The default compilation installation in Caffe uses the Atlas library, but this version of Blas does not utilize multi-core CPUs, and Openblas is required to accelerate caffe using multi-core parallel computing. Let's talk about how to use Openblas.
After the default compilation of Caffe, we see a single-threaded version of Openblas using the "ldd Build/tools/caffe" command, as follows:
$ LDD Build/tools/caffe | grep openblas
libopenblas.so.0 =>/lib64/libopenblas.so.0 (0x00007f1fe656f000)
If you want to use a multithreaded version of Openblas, you should see a result similar to the following, where the last "P" of the so file is a multithreaded version.
$ LDD Build/tools/caffe | grep openblas
libopenblasp.so.0 =>/lib64/libopenblasp.so.0 (0x00007f0854b90000)
Let's see how we can compile caffe using multi-threaded version Openblas. compiling
First, modify the "Makefile.config" file, which
BLAS: = Atlas
instead
BLAS: = Open
Modify the Blas_include and Blas_lib parameters at the same time, as follows:
Blas_include: =/usr/include/openblas
blas_lib: =/usr/lib64/libopenblasp.so
Then, modify the "Makefile" file, which
Libraries + + Openblas
changed to
libraries + = openblasp
After modifying the top two files, recompile the Caffe
Make-clean-make-all-make test-make
runtest
Once the compilation is complete, use LDD to check the Caffe file, and you can see the Openblas already using the multi-threaded version, as follows:
$ LDD Build/tools/caffe | grep openblas
libopenblasp.so.0 =>/lib64/libopenblasp.so.0 (0x00007f0854b90000)
Test
We ran a training model to verify that, to let Caffe use the specified number of CPUs, we can set the environment variable openblas_num_threads to implement.
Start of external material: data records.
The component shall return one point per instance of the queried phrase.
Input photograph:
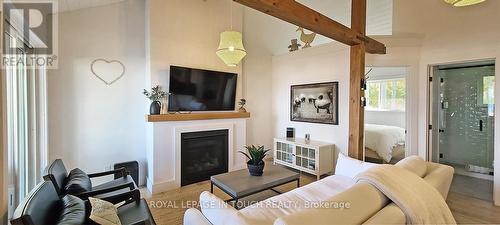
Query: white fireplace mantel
(164, 148)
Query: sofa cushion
(414, 164)
(77, 182)
(103, 212)
(350, 167)
(73, 210)
(219, 212)
(297, 200)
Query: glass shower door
(465, 113)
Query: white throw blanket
(382, 139)
(419, 201)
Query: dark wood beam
(302, 16)
(356, 109)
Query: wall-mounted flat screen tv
(201, 90)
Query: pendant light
(459, 3)
(231, 49)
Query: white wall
(327, 63)
(92, 125)
(277, 33)
(257, 77)
(184, 33)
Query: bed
(384, 144)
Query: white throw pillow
(103, 212)
(350, 167)
(414, 164)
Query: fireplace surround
(164, 149)
(203, 154)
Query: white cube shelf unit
(313, 157)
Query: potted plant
(155, 95)
(255, 161)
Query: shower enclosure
(462, 113)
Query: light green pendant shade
(463, 2)
(231, 49)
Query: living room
(90, 108)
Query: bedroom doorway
(385, 114)
(462, 103)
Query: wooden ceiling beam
(356, 93)
(305, 17)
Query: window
(26, 120)
(387, 95)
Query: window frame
(382, 93)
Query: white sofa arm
(193, 216)
(219, 212)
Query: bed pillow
(73, 211)
(414, 164)
(77, 182)
(349, 167)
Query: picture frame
(315, 103)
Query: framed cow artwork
(315, 103)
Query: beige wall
(327, 63)
(93, 125)
(185, 33)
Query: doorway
(462, 103)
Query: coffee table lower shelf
(239, 184)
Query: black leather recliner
(43, 206)
(57, 174)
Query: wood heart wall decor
(108, 71)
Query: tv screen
(201, 90)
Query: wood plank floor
(168, 208)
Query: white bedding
(383, 139)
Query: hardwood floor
(169, 207)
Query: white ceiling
(71, 5)
(278, 33)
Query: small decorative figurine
(242, 103)
(306, 38)
(294, 46)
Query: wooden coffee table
(239, 184)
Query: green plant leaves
(255, 154)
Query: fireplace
(203, 154)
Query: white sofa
(367, 205)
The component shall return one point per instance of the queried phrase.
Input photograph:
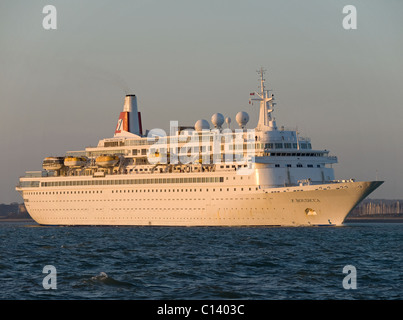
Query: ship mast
(265, 123)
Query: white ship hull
(194, 177)
(311, 205)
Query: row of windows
(139, 191)
(132, 181)
(294, 154)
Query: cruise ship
(198, 175)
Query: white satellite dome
(202, 125)
(217, 119)
(242, 118)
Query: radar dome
(217, 120)
(242, 118)
(202, 125)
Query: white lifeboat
(107, 161)
(75, 161)
(53, 163)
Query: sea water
(259, 263)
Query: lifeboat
(75, 161)
(106, 161)
(53, 163)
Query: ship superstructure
(194, 176)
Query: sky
(63, 89)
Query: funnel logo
(123, 122)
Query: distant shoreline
(375, 219)
(348, 220)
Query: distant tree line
(378, 207)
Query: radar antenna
(266, 104)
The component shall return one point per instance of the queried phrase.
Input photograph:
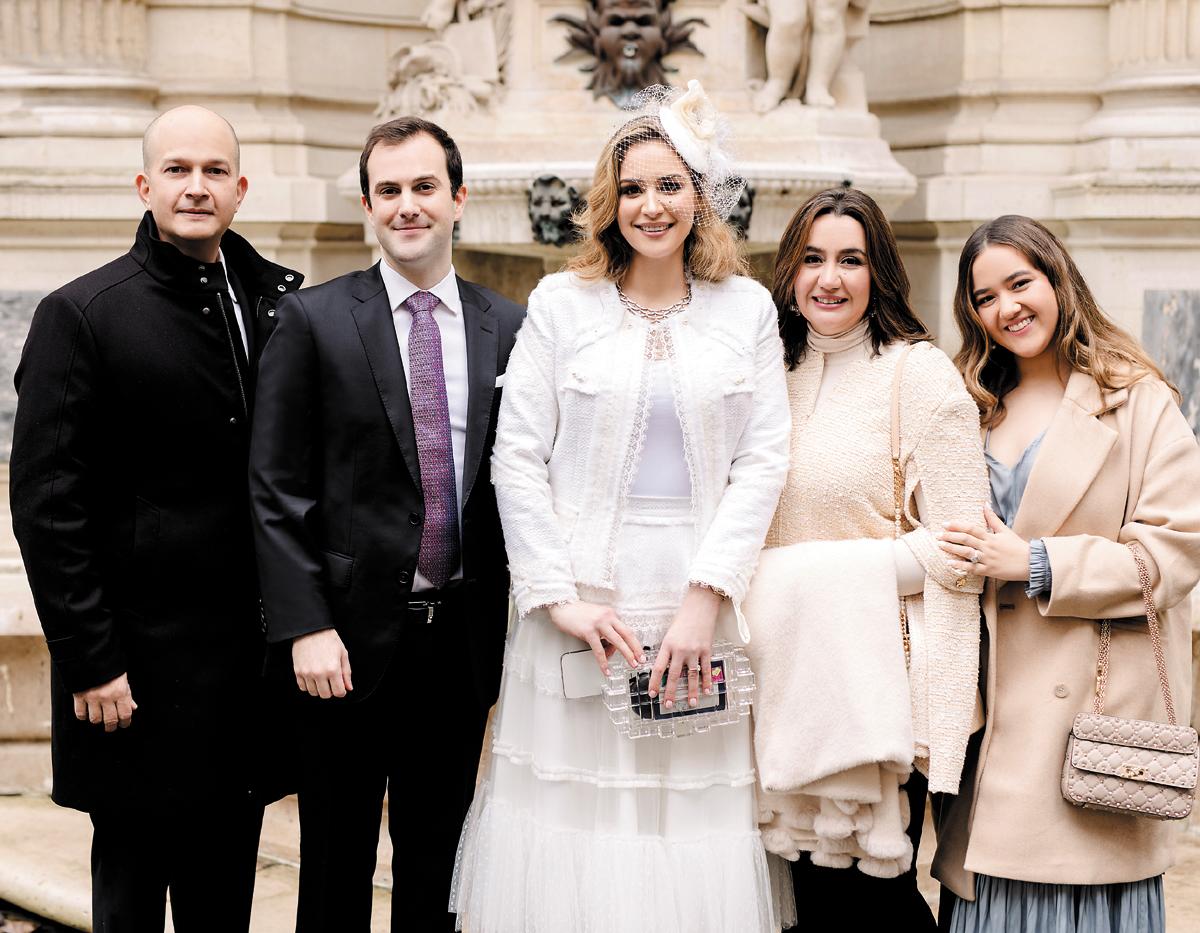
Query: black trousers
(418, 736)
(204, 854)
(868, 903)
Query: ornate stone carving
(739, 220)
(627, 42)
(108, 35)
(807, 43)
(552, 205)
(457, 71)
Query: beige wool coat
(1113, 470)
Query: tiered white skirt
(577, 829)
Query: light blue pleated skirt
(1003, 906)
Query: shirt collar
(400, 289)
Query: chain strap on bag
(1147, 769)
(898, 493)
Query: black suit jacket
(132, 511)
(335, 477)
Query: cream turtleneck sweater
(839, 487)
(840, 351)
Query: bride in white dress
(641, 449)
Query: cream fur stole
(833, 723)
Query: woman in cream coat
(1104, 467)
(849, 327)
(641, 447)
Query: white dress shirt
(237, 307)
(449, 318)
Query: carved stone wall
(1097, 134)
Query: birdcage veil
(696, 134)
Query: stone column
(1141, 149)
(87, 54)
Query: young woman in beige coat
(1087, 451)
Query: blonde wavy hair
(711, 252)
(1085, 338)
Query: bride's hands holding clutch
(689, 640)
(600, 627)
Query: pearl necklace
(654, 315)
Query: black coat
(336, 481)
(131, 507)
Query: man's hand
(322, 664)
(111, 704)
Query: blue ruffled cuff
(1039, 570)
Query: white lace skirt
(577, 829)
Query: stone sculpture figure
(552, 205)
(627, 41)
(807, 43)
(739, 220)
(460, 68)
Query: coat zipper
(233, 353)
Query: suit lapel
(481, 355)
(372, 317)
(1074, 449)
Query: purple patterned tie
(431, 419)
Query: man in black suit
(379, 547)
(131, 506)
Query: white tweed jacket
(574, 416)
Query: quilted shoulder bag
(1146, 769)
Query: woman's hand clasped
(689, 640)
(600, 627)
(989, 551)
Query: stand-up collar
(173, 269)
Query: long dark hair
(889, 314)
(1084, 338)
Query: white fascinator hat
(689, 121)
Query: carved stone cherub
(552, 205)
(627, 41)
(739, 220)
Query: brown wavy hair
(711, 252)
(1085, 338)
(889, 314)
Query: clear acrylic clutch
(636, 715)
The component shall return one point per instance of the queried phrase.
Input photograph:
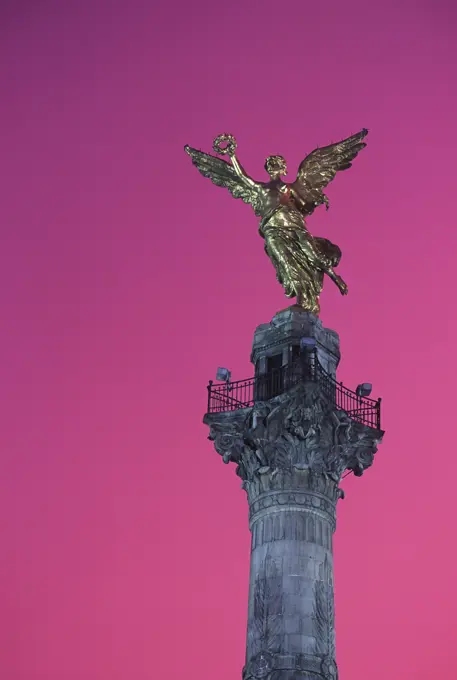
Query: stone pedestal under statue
(292, 438)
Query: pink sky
(126, 280)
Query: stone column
(291, 452)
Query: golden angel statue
(300, 259)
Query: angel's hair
(274, 163)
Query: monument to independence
(292, 430)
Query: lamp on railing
(307, 344)
(364, 389)
(223, 375)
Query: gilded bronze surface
(300, 259)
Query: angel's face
(276, 166)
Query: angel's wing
(223, 174)
(320, 167)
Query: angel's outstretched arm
(240, 171)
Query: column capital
(298, 430)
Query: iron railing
(231, 396)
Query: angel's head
(276, 166)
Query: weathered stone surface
(300, 429)
(291, 452)
(287, 328)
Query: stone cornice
(299, 429)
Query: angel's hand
(341, 284)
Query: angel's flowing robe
(299, 258)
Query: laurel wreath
(230, 144)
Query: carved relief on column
(298, 430)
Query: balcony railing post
(210, 384)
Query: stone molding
(263, 664)
(298, 430)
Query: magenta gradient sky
(127, 278)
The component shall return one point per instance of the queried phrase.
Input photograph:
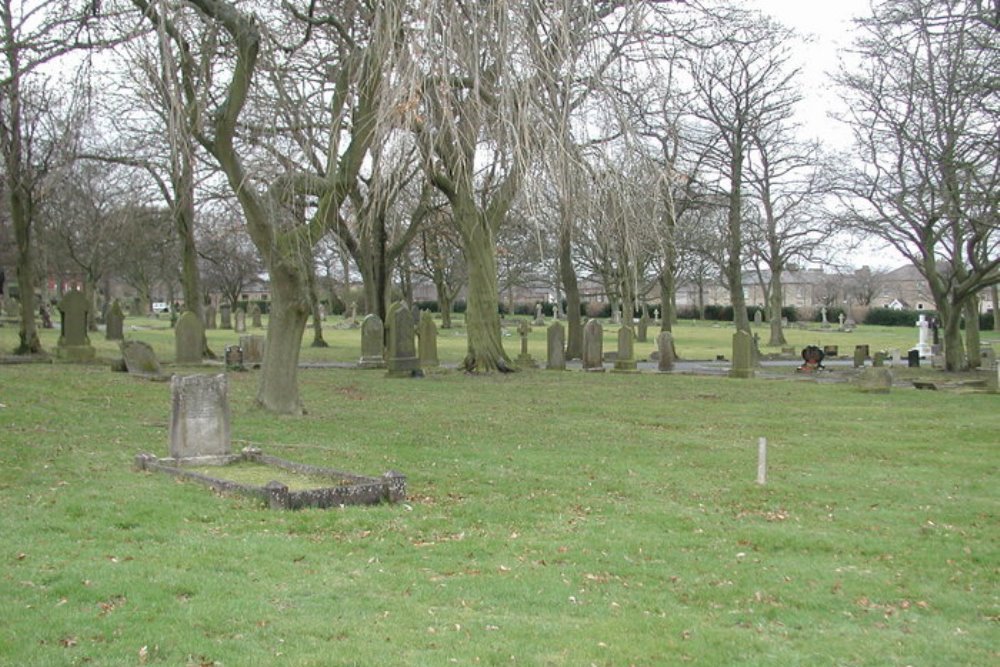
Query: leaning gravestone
(625, 360)
(874, 380)
(427, 332)
(200, 419)
(665, 346)
(140, 359)
(253, 349)
(402, 361)
(74, 344)
(372, 333)
(115, 322)
(742, 356)
(593, 346)
(189, 336)
(556, 339)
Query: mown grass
(552, 519)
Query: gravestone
(427, 332)
(625, 360)
(372, 341)
(402, 359)
(643, 333)
(524, 359)
(114, 328)
(874, 380)
(742, 356)
(210, 322)
(860, 354)
(254, 348)
(74, 343)
(189, 335)
(140, 359)
(665, 349)
(593, 346)
(200, 418)
(556, 339)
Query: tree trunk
(971, 309)
(279, 389)
(995, 294)
(482, 318)
(775, 301)
(567, 274)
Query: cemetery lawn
(553, 518)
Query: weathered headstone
(593, 346)
(254, 348)
(115, 322)
(427, 332)
(139, 359)
(189, 336)
(524, 359)
(625, 361)
(556, 339)
(402, 359)
(209, 314)
(874, 380)
(742, 366)
(372, 335)
(665, 348)
(74, 343)
(200, 419)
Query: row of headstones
(402, 358)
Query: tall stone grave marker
(254, 348)
(188, 337)
(402, 361)
(74, 343)
(524, 359)
(372, 334)
(593, 346)
(210, 322)
(665, 346)
(200, 418)
(742, 356)
(427, 332)
(625, 360)
(115, 322)
(556, 339)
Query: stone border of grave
(390, 487)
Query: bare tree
(925, 111)
(742, 82)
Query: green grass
(552, 519)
As follows:
$ Export openblas_num_threads=2
Then we need to download the training data and run the following command in the root directory of Caffe to prepare the data.
$./data/mnist/get_mnist.sh
$/examples/mnist/create_mnist.sh
Modify the configuration so that it runs the training model using CPU mode and edits the Examples/mnist/lenet_solver.prototxt file.
Modify the
Solver_mode:gpu
to
solver_mode:cpu
Running Training model
$./examples/mnist/train_lenet.sh
After the training program starts, use the top command to observe the CPU usage of the process, because the above I set the openblas_num_threads=2, so this time the process CPU utilization is about 200%.